Un día perfecto, una vida perfecta.
Llega a su casa sintiéndose sumamente satisfecho. Entra suavemente, sorprendiendo a sus hijos jugando en la sala. Los abraza, les pellizca sus mejillas, los besa. Atraviesa la cocina, pone la comida que trajo en el mesón, y alista un juego de cubiertos.
Pasa a su habitación, se quita los zapatos, la chaqueta, la corbata y las gafas. Lo deja todo encima de la cama, y vuelve corriendo a la sala. Alista la cena, y les grita a los chicos para que se sienten a comer.
Una vez sentados, todos mastican en silencio, tal como le gusta.

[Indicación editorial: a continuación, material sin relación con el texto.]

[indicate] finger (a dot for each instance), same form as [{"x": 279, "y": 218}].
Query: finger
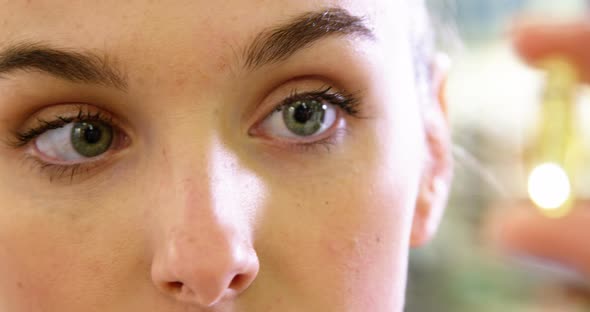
[
  {"x": 535, "y": 42},
  {"x": 523, "y": 230}
]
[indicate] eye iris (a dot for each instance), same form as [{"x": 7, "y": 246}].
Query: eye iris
[
  {"x": 91, "y": 139},
  {"x": 304, "y": 118}
]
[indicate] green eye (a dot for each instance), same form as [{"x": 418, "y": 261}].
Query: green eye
[
  {"x": 91, "y": 139},
  {"x": 304, "y": 118}
]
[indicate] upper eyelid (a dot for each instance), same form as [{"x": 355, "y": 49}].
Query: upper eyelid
[{"x": 84, "y": 113}]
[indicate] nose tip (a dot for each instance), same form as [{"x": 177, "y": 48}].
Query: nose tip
[{"x": 205, "y": 277}]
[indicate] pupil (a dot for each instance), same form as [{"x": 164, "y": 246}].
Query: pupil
[
  {"x": 303, "y": 113},
  {"x": 92, "y": 134}
]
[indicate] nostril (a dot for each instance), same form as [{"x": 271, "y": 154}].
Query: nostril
[
  {"x": 174, "y": 287},
  {"x": 238, "y": 282}
]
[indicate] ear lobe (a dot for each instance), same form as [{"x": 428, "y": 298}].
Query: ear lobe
[{"x": 437, "y": 175}]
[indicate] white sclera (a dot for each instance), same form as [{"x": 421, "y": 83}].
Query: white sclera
[
  {"x": 57, "y": 144},
  {"x": 275, "y": 124}
]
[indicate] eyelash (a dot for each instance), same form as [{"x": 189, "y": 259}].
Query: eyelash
[
  {"x": 57, "y": 171},
  {"x": 347, "y": 102}
]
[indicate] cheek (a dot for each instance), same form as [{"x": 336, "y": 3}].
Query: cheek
[
  {"x": 341, "y": 237},
  {"x": 56, "y": 261}
]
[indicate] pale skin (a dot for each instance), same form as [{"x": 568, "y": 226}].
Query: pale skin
[{"x": 197, "y": 206}]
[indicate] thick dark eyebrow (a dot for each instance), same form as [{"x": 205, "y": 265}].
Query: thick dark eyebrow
[
  {"x": 279, "y": 43},
  {"x": 74, "y": 66}
]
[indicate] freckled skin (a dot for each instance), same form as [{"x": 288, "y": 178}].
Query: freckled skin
[{"x": 195, "y": 214}]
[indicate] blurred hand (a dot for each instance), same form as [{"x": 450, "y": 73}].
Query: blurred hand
[
  {"x": 522, "y": 229},
  {"x": 534, "y": 42}
]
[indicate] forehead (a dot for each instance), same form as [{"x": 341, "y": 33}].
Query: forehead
[
  {"x": 135, "y": 19},
  {"x": 173, "y": 35}
]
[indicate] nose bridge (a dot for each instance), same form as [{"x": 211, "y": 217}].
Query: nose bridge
[{"x": 205, "y": 251}]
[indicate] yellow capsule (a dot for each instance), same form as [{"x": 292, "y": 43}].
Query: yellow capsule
[{"x": 554, "y": 155}]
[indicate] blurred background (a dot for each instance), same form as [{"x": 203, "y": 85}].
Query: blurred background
[{"x": 494, "y": 101}]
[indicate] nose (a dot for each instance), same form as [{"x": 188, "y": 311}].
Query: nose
[
  {"x": 203, "y": 251},
  {"x": 202, "y": 267}
]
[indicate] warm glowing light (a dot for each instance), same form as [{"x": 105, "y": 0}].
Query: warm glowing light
[{"x": 549, "y": 186}]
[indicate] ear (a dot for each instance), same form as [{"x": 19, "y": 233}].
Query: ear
[{"x": 437, "y": 174}]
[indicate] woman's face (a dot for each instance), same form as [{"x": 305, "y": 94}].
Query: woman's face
[{"x": 239, "y": 155}]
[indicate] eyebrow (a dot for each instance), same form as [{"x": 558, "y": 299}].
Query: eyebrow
[
  {"x": 269, "y": 46},
  {"x": 281, "y": 42},
  {"x": 81, "y": 67}
]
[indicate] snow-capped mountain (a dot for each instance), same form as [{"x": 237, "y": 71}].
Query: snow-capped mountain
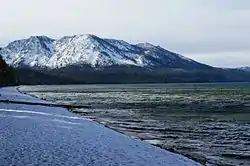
[{"x": 80, "y": 50}]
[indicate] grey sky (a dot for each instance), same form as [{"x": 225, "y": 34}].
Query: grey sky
[{"x": 216, "y": 32}]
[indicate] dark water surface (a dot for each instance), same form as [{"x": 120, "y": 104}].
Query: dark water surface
[{"x": 209, "y": 123}]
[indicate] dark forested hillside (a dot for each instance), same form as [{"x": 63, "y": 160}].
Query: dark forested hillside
[{"x": 7, "y": 74}]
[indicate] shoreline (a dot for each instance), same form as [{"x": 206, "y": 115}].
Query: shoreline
[{"x": 158, "y": 146}]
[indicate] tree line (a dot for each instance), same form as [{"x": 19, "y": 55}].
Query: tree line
[{"x": 7, "y": 74}]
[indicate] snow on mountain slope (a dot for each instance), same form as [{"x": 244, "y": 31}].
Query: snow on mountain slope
[
  {"x": 80, "y": 50},
  {"x": 33, "y": 51}
]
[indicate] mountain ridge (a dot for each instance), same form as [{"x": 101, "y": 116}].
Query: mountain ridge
[
  {"x": 90, "y": 59},
  {"x": 42, "y": 51}
]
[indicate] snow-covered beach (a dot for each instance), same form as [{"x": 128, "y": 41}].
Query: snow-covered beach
[{"x": 40, "y": 135}]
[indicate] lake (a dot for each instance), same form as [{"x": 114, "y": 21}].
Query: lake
[{"x": 209, "y": 123}]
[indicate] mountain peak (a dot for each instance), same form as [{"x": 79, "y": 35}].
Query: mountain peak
[{"x": 87, "y": 49}]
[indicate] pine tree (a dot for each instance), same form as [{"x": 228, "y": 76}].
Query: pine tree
[{"x": 7, "y": 74}]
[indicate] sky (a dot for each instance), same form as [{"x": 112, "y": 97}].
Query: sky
[{"x": 215, "y": 32}]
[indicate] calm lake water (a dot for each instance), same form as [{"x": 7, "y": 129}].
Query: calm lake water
[{"x": 209, "y": 123}]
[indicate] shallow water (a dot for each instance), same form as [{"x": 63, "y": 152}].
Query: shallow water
[{"x": 209, "y": 123}]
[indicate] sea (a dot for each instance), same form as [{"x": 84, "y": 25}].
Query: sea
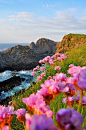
[{"x": 7, "y": 74}]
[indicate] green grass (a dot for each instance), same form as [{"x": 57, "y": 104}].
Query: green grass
[{"x": 77, "y": 56}]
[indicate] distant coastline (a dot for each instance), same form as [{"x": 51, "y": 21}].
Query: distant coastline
[{"x": 5, "y": 46}]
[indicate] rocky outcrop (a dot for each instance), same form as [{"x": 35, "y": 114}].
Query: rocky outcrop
[
  {"x": 70, "y": 41},
  {"x": 26, "y": 57},
  {"x": 18, "y": 58},
  {"x": 10, "y": 83},
  {"x": 44, "y": 46}
]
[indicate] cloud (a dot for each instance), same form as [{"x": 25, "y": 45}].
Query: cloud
[
  {"x": 27, "y": 27},
  {"x": 48, "y": 6},
  {"x": 7, "y": 1}
]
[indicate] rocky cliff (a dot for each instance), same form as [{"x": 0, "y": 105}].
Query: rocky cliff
[
  {"x": 18, "y": 58},
  {"x": 26, "y": 57},
  {"x": 44, "y": 46},
  {"x": 70, "y": 41}
]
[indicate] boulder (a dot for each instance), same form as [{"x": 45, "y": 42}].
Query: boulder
[
  {"x": 44, "y": 46},
  {"x": 18, "y": 58},
  {"x": 26, "y": 57},
  {"x": 10, "y": 83},
  {"x": 70, "y": 41}
]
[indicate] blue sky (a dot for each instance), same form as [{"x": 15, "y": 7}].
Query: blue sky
[{"x": 24, "y": 21}]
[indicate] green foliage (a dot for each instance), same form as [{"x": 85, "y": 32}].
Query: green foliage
[{"x": 76, "y": 56}]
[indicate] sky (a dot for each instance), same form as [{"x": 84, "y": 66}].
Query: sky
[{"x": 25, "y": 21}]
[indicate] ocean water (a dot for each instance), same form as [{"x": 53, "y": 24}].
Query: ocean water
[
  {"x": 4, "y": 46},
  {"x": 8, "y": 74}
]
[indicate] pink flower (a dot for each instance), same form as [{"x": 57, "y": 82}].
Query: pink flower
[
  {"x": 60, "y": 76},
  {"x": 74, "y": 70},
  {"x": 37, "y": 67},
  {"x": 34, "y": 69},
  {"x": 57, "y": 68},
  {"x": 43, "y": 74},
  {"x": 39, "y": 78},
  {"x": 5, "y": 127},
  {"x": 41, "y": 122},
  {"x": 71, "y": 65},
  {"x": 69, "y": 119},
  {"x": 59, "y": 58},
  {"x": 6, "y": 115},
  {"x": 42, "y": 68},
  {"x": 21, "y": 114},
  {"x": 49, "y": 77},
  {"x": 33, "y": 74}
]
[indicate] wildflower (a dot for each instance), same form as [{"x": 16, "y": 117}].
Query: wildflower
[
  {"x": 37, "y": 67},
  {"x": 41, "y": 122},
  {"x": 5, "y": 127},
  {"x": 34, "y": 69},
  {"x": 21, "y": 114},
  {"x": 69, "y": 100},
  {"x": 31, "y": 101},
  {"x": 42, "y": 69},
  {"x": 60, "y": 76},
  {"x": 39, "y": 78},
  {"x": 33, "y": 74},
  {"x": 69, "y": 119},
  {"x": 6, "y": 115},
  {"x": 46, "y": 95},
  {"x": 57, "y": 68},
  {"x": 71, "y": 90},
  {"x": 49, "y": 77},
  {"x": 43, "y": 74}
]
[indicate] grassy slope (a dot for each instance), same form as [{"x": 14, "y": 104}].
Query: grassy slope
[
  {"x": 77, "y": 56},
  {"x": 70, "y": 41}
]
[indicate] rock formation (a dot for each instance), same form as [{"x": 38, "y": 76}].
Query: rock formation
[
  {"x": 44, "y": 46},
  {"x": 10, "y": 83},
  {"x": 18, "y": 58},
  {"x": 26, "y": 57},
  {"x": 70, "y": 41}
]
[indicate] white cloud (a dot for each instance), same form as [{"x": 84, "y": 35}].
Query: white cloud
[
  {"x": 27, "y": 27},
  {"x": 7, "y": 1},
  {"x": 48, "y": 6}
]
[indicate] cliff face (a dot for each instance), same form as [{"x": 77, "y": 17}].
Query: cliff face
[
  {"x": 70, "y": 41},
  {"x": 18, "y": 58},
  {"x": 26, "y": 57},
  {"x": 44, "y": 46}
]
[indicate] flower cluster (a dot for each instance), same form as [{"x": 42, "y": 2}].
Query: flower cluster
[
  {"x": 6, "y": 116},
  {"x": 40, "y": 115}
]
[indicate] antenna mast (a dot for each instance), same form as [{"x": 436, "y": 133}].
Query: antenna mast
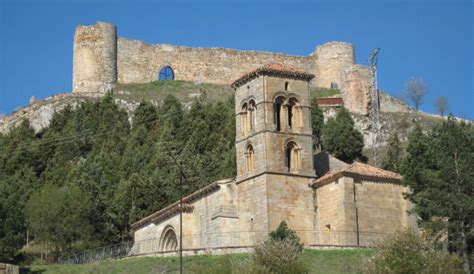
[{"x": 375, "y": 110}]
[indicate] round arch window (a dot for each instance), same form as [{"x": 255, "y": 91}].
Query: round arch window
[{"x": 166, "y": 73}]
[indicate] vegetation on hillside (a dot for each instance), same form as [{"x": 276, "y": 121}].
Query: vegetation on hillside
[
  {"x": 439, "y": 171},
  {"x": 409, "y": 252},
  {"x": 315, "y": 261},
  {"x": 126, "y": 171},
  {"x": 116, "y": 172},
  {"x": 341, "y": 139}
]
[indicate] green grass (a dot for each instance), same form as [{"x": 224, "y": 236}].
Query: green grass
[
  {"x": 317, "y": 261},
  {"x": 183, "y": 90},
  {"x": 324, "y": 92}
]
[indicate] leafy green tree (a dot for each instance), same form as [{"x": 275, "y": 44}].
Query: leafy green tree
[
  {"x": 341, "y": 139},
  {"x": 58, "y": 216},
  {"x": 317, "y": 122},
  {"x": 394, "y": 154},
  {"x": 438, "y": 169}
]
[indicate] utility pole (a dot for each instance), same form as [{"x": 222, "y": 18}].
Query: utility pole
[
  {"x": 182, "y": 177},
  {"x": 374, "y": 94}
]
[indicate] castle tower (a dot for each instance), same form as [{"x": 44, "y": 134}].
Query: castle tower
[
  {"x": 95, "y": 58},
  {"x": 331, "y": 60},
  {"x": 274, "y": 150}
]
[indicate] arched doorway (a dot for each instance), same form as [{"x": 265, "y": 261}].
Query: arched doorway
[
  {"x": 169, "y": 241},
  {"x": 166, "y": 73}
]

– Hoy vimos las noticias, papá -dice uno de los niños con timidez.
– ¿Estás en problemas? -pregunta el otro.
Él los observa con tranquilidad.
– Eso hace parte de mi trabajo. Hay mucha gente que me envidia.
– Pero dicen que eres un asesino.
– Sólo porque lo digan, no quiere decir que sea verdad.
– Pero sí han muerto personas -replica uno de los pequeños-. ¿No deberías ayudar a protegerlos?
Él los silencia con un golpe en la mesa.
– En este país sólo mueren los criminales. Si no estaban haciendo nada malo, no tenían nada que temer. Ahora, a comer.
Mientras los niños bajan los ojos hacia sus platos, él se levanta. Dándoles la espalda, le da la señal a uno de sus hombres para que se acerque.
– Quiero saber quién está hablando de más en las noticias -murmura-. Y quiero que lo resuelvan ya.
– ¿Quién debería manejarlo esta vez? -pregunta su escolta-. A su abogado le ha ido muy bien últimamente.
– No. Este tema necesita una mano más… firme.
Horas más tarde, en su habitación, recibe un mensaje. No necesita leerlo. Sabe que su vida, momentáneamente interrumpida, vuelve a ser perfecta.